By providing LCP the keyword arguments l and u, which represent constraints as vectors, one can solve the more general problem in which each element of x indexed by i satisfies the following relations:

$$l[i] < x[i] < u[i] => (Mx)[i] + q[i] = 0; (Mx)[i] + q[i] < 0 => x[i] = u[i]; (Mx)[i] + q[i] > 0 => x[i] = l[i].$$

Solving the Problem

To solve the problem, pass the LCP object to solve!. The method solve! accepts an optional argument x0 as the initial starting point for the solver. Keyword arguments can be passed for adjusting the behavior of the solver. For details, please use the help mode in REPL.

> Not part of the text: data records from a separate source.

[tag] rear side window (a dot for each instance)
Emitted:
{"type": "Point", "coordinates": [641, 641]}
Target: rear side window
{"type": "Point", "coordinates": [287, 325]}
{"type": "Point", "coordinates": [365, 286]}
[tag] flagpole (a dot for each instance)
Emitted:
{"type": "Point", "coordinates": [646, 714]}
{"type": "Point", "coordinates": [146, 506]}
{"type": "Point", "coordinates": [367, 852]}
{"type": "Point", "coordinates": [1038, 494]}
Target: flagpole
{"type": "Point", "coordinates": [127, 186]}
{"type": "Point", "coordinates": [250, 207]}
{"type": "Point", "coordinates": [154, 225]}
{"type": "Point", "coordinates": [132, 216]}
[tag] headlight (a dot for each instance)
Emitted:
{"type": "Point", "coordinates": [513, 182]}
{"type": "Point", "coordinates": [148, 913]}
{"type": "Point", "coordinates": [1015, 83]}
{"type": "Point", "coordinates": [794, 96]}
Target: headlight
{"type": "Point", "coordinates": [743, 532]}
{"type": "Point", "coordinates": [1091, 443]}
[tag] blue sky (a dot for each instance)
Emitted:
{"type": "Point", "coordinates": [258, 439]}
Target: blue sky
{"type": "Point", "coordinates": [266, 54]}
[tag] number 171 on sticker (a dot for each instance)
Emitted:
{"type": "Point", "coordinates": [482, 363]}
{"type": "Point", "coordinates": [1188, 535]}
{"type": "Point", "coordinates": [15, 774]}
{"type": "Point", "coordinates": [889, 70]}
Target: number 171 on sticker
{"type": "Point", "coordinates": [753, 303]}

An object of type SolverResults will be returned by solve!. The solution is stored in the field sol. The field converged indicates whether convergence has been reached.

Applications in Optimal Stopping Problems

The examples folder contains more illustrations for the usage of the solver.

References

Fischer, A. (1995). A Newton-type method for positive-semidefinite linear complementarity problems. Journal of Optimization Theory and Applications, 86(3), 585-608.

Bazaraa, M. S., Sherali, H. D., & Shetty, C. M. (2013). Nonlinear programming: Theory and algorithms. John Wiley & Sons.